Although each model is designed and trained only to detect a single architectural class, by automatically running the models sequentially, we can effectively attain multiclass architecture detection (Fig. 5C). For example, by combining the results of triangle and breadboard models, we can generate valuable statistics across an entire dataset rapidly. In total, 3,470 structures were correctly identified in a matter of 25.01 s, approximately 138 identifications per second (Fig. 5A). The combined performance of both classifiers can be quantified to a precision of 0.966, a recall of 0.962, and a F1 score of 0.964 (Fig. 5B). The true value of this approach may lie in its ability to be extrapolated to include an arbitrary number of classes for detection. Attempts at YOLO multiclass detection models to classify both triangle and breadboard were made. Difficulties, such as diametric opposition when optimizing the triangle vs breadboard (i.e., when optimizing for one structure the performance of the other would suffer) were observed. We found the best strategy was simplifying to an additive single class object detection strategy. In theory, in adopting this strategy, a continuously expanding portfolio of single class detection models of common DNA origami architectures can be created. Once established, the field can begin to distribute models and standardize AFM data curation of DNA nanostructures. For example, it is currently difficult to give an unbiased interpretation of these models’ performance, as to our knowledge there are no DNA origami or AFM image benchmark datasets available publicly. This work may thus represent an initial step towards this goal.

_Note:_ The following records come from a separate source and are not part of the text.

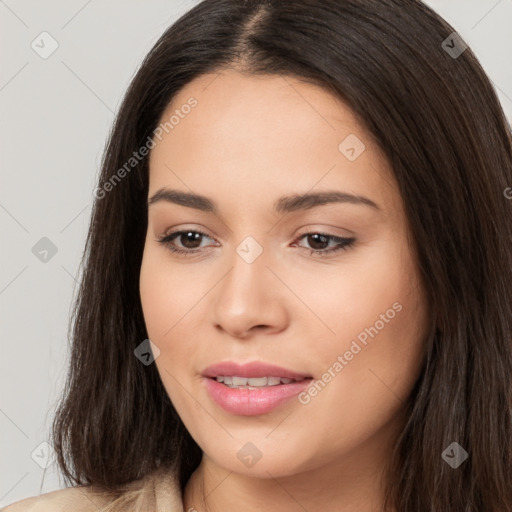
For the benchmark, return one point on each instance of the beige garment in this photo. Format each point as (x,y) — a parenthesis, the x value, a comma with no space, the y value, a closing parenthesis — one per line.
(157,492)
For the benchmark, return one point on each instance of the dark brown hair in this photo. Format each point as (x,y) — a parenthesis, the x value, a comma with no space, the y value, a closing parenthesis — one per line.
(440,124)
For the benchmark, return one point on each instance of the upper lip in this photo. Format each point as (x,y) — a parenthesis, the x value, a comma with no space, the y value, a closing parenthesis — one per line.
(252,369)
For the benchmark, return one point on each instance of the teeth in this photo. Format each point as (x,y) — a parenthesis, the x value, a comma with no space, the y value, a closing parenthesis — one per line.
(253,382)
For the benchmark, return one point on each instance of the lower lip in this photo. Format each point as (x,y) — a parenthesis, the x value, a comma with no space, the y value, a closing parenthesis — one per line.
(251,402)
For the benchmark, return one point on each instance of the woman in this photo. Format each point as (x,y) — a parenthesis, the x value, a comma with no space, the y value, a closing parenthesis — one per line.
(297,286)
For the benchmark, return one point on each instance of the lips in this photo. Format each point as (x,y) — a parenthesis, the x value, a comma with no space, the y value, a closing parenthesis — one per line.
(228,384)
(254,369)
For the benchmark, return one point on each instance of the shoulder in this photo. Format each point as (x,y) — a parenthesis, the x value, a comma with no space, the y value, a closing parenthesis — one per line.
(158,491)
(78,499)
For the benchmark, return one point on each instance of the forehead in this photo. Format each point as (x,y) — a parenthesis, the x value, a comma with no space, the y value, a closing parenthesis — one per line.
(257,134)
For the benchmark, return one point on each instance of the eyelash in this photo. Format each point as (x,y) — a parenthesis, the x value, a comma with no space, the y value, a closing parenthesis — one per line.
(343,243)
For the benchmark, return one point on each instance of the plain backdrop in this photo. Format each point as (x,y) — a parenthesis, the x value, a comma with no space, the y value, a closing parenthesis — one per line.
(56,111)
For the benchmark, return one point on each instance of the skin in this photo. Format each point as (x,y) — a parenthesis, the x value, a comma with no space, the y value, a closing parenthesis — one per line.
(249,141)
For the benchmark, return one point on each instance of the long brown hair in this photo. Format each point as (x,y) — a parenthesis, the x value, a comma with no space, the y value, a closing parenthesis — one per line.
(439,122)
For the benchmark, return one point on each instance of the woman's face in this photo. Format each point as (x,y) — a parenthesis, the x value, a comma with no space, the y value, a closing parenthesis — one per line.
(279,166)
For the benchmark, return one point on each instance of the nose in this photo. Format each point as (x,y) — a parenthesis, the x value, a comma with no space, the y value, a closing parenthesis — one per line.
(250,299)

The implementation of dCNNs for DNA nanostructure classification potentially offer improvements over manual classification in both speed and fidelity in certain instances. By this we mean to recognize that there are alternative methods of accelerating DNA nanostructure identification and sorting. For example, some methods use ML to enhance AFM operation and image acquisition process while using MATLAB^51,52 and other scripting languages for structural identification. However, the current study distinguishes itself from other methods by eliminating reliance on certain criterion for consistent identification. For example, user-defined input variables such as pixel intensity threshold values, convolution kernel sizes, or pixel areas of a singular structural unit which may dramatically change in response to experimental conditions. Scripting requires these values be explicitly input where in neural networks optimal values are learned through training rather than defined. Additionally, the YOLO’s larger available input parameter space enables for higher probability of reliable detection across image sets captured with non-uniform experimental parameters (physical and computational) compared to what is possible with user defined inputs. In this sense the current study is not a technical innovation in ML nor a scientific innovation in DNA origami; rather it is a verified field test of an innovative solution to a common problem in the DNA origami field through the application of ML. The core goal of this study is not to present an AI platform to universally outperform all other DNA origami identification and sorting tools. But, instead to submit a new type of tool which may, in certain instances, be better suited to researchers’ needs while also being amenable to modification and appropriated as necessary. Furthermore, we simply wish to contribute to the ever-expanding toolbox of bio-AFM software, which is in need of direct community investment.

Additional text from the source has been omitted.